Mathematically, the reason it works out this way for molecules is the exponential relationship between rate, temperature, and the activation energy.

If you assume an Arrhenius relationship, the forward rate is

[tex]k_1=A e^{-E_1/k_b T}[/tex]

(k_b is the Boltzmann constant; T is the temperature) and the backward rate is

[tex]k_{-1}=A e^{-E_{-1}/k_b T}[/tex]

This means the Equilibrium constant:

[tex]K=\frac{k_1}{k_{-1}}=\frac{e^{-E_1/k_b T}}{e^{-E_{-1}/k_b T}}=e^{\frac{E_{-1}-E_{1}}{k_b T}}[/tex]

Assuming the pre-exponential A terms are the same in the forward and backward direction. We can pause here for a second and see if that if E₁ > E_-1 (that is, the activation energy for the forward direction is greater than that of the backward direction), then the factor above the exponential term is negative and equilibrium constant is less than 1 - the reaction is endothermic. Likewise, if E₁ < E_-1, the factor above the exponential is positive and the equilibrium constant is greater than 1 – the reaction is exothermic. All this squares with our expectations and the definitions of exothermic and endothermic reactions.

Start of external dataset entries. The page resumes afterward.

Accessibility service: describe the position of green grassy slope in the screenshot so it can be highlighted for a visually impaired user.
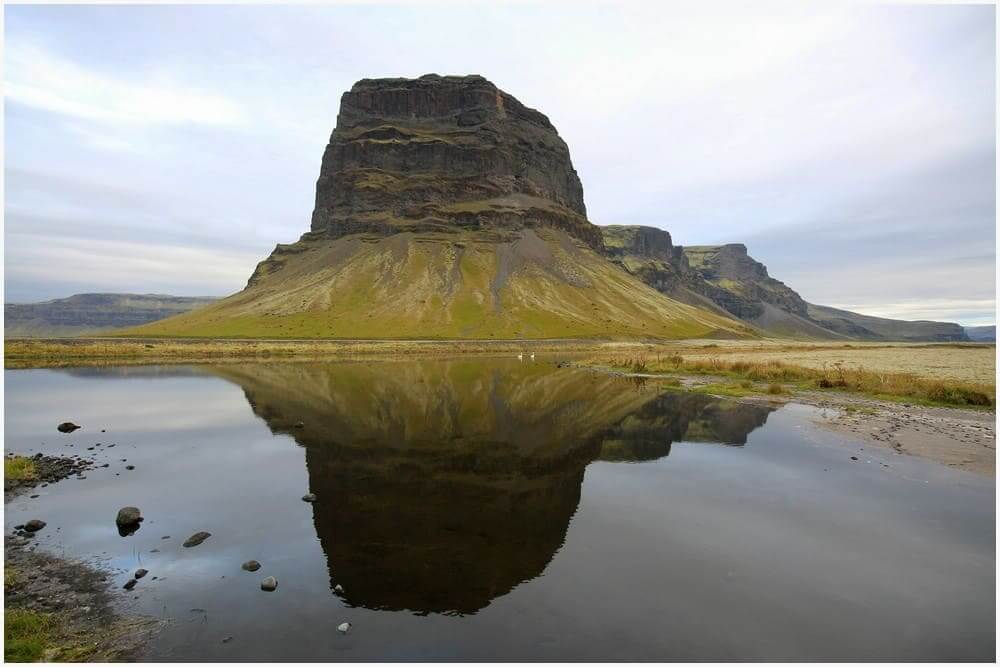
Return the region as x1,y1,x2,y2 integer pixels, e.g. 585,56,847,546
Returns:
127,229,752,340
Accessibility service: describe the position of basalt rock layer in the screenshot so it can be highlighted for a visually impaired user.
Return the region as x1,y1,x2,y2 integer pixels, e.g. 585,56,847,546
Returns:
603,225,970,341
131,76,748,340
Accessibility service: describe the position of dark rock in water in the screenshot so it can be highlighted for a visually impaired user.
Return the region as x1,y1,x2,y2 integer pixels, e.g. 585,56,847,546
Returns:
14,524,24,530
134,569,148,579
123,579,137,590
23,520,46,532
125,465,135,471
260,576,278,591
222,636,233,644
302,493,317,503
116,507,142,527
241,560,261,572
161,536,170,540
851,456,859,461
183,531,211,548
57,422,80,433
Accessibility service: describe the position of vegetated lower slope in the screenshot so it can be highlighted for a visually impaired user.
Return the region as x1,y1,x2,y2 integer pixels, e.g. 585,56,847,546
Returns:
130,75,749,340
601,225,970,342
135,227,745,339
4,293,218,338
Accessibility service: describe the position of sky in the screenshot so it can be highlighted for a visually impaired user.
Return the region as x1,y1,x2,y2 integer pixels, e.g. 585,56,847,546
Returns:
3,2,996,325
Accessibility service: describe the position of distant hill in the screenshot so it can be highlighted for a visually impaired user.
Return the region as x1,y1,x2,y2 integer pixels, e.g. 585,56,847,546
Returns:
4,293,218,338
601,225,970,342
964,325,996,342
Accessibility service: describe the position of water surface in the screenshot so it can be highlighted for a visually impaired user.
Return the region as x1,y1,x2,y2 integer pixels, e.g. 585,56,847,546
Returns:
4,359,994,660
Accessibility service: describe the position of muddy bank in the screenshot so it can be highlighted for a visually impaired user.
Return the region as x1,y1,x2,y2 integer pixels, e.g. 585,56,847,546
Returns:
583,367,995,476
5,453,96,502
800,392,996,476
5,534,162,661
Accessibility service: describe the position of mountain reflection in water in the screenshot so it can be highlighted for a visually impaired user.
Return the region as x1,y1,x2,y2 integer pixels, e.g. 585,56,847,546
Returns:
209,359,774,615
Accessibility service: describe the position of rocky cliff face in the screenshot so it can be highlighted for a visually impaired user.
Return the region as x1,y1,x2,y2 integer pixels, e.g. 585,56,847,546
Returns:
601,226,969,341
307,74,599,249
134,77,746,341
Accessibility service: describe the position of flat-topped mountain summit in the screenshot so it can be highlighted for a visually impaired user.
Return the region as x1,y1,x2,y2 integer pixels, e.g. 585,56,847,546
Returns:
133,75,747,340
306,74,597,248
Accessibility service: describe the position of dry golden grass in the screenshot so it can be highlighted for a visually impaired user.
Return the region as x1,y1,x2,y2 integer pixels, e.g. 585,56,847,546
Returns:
4,337,644,368
591,351,995,409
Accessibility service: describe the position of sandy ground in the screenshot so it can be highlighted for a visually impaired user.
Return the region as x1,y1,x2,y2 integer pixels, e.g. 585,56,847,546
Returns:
799,391,995,476
662,374,995,476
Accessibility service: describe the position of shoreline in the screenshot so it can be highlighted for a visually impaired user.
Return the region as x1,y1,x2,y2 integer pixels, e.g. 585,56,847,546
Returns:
5,455,162,662
577,365,995,476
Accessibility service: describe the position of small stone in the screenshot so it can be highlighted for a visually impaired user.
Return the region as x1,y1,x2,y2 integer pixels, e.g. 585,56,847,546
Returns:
161,536,170,540
260,576,278,592
125,465,135,471
241,560,261,572
850,456,859,461
116,507,142,527
23,520,46,532
123,579,137,590
293,421,305,428
183,532,211,548
302,493,317,503
222,636,233,644
134,569,148,579
334,584,344,594
337,622,351,634
57,422,80,433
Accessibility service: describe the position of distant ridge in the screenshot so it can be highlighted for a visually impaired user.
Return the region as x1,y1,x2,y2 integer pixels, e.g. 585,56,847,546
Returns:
4,293,218,338
964,325,996,342
601,225,971,342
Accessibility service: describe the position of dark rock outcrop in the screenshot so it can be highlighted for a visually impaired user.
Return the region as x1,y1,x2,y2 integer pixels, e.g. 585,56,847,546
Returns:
305,74,599,249
601,225,970,342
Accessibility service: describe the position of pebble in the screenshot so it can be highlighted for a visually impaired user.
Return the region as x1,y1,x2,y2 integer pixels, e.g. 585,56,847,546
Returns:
334,584,344,594
241,560,262,572
123,579,137,590
57,422,81,433
302,493,317,503
337,622,351,634
23,520,46,532
125,465,135,471
260,576,278,592
134,569,149,579
116,507,143,527
183,532,211,548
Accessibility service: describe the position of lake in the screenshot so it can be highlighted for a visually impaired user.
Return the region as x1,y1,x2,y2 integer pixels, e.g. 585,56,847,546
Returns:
4,358,995,660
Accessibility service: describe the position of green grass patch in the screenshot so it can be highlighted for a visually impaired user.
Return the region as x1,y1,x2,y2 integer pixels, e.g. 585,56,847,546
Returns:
5,610,54,662
4,457,37,481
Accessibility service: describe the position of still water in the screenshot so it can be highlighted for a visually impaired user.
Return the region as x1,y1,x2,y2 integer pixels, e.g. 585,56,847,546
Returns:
4,359,995,660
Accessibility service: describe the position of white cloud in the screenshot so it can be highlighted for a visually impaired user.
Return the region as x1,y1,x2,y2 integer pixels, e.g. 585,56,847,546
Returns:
4,42,245,127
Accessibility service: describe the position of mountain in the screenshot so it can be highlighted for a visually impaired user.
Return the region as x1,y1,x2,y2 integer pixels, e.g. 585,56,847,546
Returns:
4,293,218,338
602,225,970,341
806,304,970,342
964,325,996,342
129,75,748,340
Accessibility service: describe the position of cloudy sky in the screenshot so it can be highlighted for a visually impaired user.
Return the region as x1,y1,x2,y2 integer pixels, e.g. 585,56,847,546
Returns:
4,2,996,325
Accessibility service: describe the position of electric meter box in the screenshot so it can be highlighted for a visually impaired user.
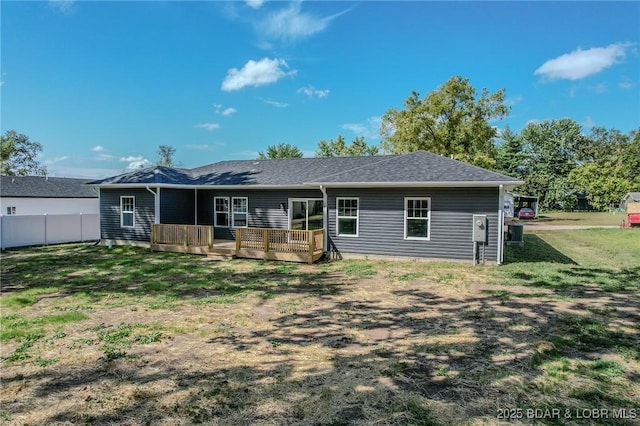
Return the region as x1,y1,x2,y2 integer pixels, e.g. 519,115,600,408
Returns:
472,214,487,242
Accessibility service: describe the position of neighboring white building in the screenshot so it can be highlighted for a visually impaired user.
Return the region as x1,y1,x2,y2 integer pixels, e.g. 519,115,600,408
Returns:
0,176,99,215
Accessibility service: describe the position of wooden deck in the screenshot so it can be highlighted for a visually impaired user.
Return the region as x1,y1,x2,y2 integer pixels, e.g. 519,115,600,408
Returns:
150,224,324,263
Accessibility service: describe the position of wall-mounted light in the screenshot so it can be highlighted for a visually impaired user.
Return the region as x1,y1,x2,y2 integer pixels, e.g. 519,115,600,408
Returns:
279,203,286,210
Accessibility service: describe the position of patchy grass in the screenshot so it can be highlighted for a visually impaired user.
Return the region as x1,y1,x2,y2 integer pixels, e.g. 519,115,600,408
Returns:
532,211,625,226
0,237,638,425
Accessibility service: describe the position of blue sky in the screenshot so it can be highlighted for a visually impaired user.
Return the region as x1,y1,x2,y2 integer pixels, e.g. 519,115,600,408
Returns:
2,1,639,178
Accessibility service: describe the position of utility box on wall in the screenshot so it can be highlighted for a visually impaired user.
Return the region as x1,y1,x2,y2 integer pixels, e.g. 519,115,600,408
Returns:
472,214,487,242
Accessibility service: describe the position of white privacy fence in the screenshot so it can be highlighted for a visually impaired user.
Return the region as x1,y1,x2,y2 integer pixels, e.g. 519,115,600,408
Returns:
0,214,100,249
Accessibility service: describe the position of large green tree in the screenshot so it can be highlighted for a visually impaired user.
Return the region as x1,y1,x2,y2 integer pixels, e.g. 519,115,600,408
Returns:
315,135,379,157
257,143,303,159
518,118,584,210
568,127,639,210
380,76,509,168
157,145,176,167
495,126,526,178
0,130,47,176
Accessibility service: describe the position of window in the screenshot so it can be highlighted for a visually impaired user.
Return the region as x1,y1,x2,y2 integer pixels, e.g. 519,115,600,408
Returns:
6,206,16,215
404,197,430,240
337,198,358,237
232,197,248,228
214,197,229,227
120,196,135,228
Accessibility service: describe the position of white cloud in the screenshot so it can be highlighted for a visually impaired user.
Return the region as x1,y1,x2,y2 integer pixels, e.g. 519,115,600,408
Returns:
48,0,75,13
117,155,152,171
535,42,632,81
258,2,349,42
91,145,105,152
264,99,289,108
186,144,212,151
221,58,296,91
341,116,382,140
583,116,596,129
298,85,330,99
505,95,524,107
46,166,123,179
591,82,608,94
97,154,115,161
618,77,636,89
44,156,69,165
120,155,151,171
195,123,221,131
120,155,145,163
125,160,151,171
245,0,265,9
214,104,236,116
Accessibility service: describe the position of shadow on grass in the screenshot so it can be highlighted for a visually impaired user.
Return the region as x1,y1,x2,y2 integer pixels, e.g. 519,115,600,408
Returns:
1,245,640,425
0,245,347,305
504,234,576,264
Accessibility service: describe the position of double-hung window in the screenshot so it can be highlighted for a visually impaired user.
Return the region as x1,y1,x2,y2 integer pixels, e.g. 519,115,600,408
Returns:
404,197,430,240
232,197,248,228
6,206,16,215
336,197,359,237
120,196,135,228
214,197,229,227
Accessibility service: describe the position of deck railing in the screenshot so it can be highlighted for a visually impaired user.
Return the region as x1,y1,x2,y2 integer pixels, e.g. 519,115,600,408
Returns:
235,228,324,263
151,224,213,248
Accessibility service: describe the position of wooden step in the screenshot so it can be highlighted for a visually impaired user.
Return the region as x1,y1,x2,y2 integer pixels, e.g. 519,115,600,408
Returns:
206,247,237,260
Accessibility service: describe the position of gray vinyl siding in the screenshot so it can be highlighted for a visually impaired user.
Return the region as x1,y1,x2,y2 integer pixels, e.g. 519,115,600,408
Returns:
99,188,155,242
327,187,500,262
160,188,195,224
197,189,323,240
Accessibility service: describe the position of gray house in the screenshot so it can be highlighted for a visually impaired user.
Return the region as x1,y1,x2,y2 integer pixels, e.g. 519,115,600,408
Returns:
89,151,522,264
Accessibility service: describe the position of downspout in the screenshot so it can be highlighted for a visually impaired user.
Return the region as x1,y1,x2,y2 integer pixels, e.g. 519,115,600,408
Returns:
146,186,160,224
497,184,504,265
194,188,198,225
320,185,328,253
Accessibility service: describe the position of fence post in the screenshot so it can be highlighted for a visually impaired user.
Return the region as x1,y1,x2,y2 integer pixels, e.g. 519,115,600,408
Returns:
209,226,214,249
263,228,269,253
183,225,188,247
235,228,242,251
308,230,315,263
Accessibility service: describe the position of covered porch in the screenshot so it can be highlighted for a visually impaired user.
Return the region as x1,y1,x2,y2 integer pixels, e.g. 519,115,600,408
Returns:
150,224,324,264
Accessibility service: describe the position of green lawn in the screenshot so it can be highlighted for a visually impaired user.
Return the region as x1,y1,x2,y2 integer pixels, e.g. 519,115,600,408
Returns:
1,230,638,425
531,211,627,226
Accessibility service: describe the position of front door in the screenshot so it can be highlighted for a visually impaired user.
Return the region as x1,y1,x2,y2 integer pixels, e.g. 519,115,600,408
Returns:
289,199,323,231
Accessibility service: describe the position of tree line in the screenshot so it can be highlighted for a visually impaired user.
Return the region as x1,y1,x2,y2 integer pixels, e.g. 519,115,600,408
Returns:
3,76,638,210
257,76,639,211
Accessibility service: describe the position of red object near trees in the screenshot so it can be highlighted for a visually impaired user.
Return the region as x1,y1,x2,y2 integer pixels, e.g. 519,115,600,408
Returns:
628,213,640,226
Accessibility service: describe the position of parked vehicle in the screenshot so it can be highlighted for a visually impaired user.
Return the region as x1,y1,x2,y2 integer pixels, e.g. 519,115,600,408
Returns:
518,207,535,219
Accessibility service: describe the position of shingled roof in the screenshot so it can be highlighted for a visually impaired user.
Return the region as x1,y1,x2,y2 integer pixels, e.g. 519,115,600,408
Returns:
89,151,522,187
0,176,98,198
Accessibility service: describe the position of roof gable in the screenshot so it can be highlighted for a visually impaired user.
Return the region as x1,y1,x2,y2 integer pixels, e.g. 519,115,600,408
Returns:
0,176,98,198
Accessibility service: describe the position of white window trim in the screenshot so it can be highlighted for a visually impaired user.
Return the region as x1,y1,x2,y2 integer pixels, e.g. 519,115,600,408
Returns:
288,198,324,231
336,197,359,237
404,197,431,241
120,196,135,228
214,196,229,228
231,197,249,228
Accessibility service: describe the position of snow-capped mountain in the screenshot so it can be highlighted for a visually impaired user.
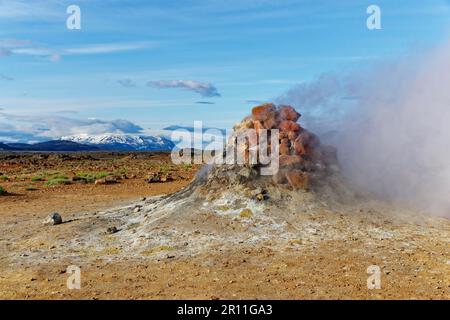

Now, we define the difference in the activation energies as ΔE, where ΔE = E_-1 - E₁. At some lower temperature T_low, we have the equilibrium constant is:
[tex] K_{low}=e^{\frac{\Delta E}{k_b T_{low}}} [/tex]
Likewise at a higher temperature,
[tex] K_{high}=e^{\frac{\Delta E}{k_b T_{high}}} [/tex]
Therefore
[tex] K_{high} - K_{low} =e^{\frac{\Delta E}{k_b T_{high}}} - e^{\frac{\Delta E}{k_b T_{low}}} [/tex]
Using the properties of exponential functions, you should be able to convince yourself that if ΔE < 0 (that is, the reaction is endothermic because the reaction barrier for the reverse process is smaller than the reaction barrier for the forward process), then the right-hand side of this equation must be positive, and therefore
[tex] K_{high} > K_{low}[/tex]
I.e., the equilibrium constant is greater at higher temperature -> the reaction favors the forward direction as the temperature is increased.
On the other hand, if ΔE > 0 (that is, the reaction is exothermic because the reaction barrier for the reverse process is larger than the reaction barrier for the forward process), then the right-hand side of the above equation is negative , which implies
[tex] K_{low} > K_{high}[/tex]
I.e., the equilibrium constant is greater at lower temperature -> the reaction favors the backward direction as the temperature increases.

*This is assuming all other factors that influence reaction events are the same in both directions (that is, the Arrhenius A factors are identical).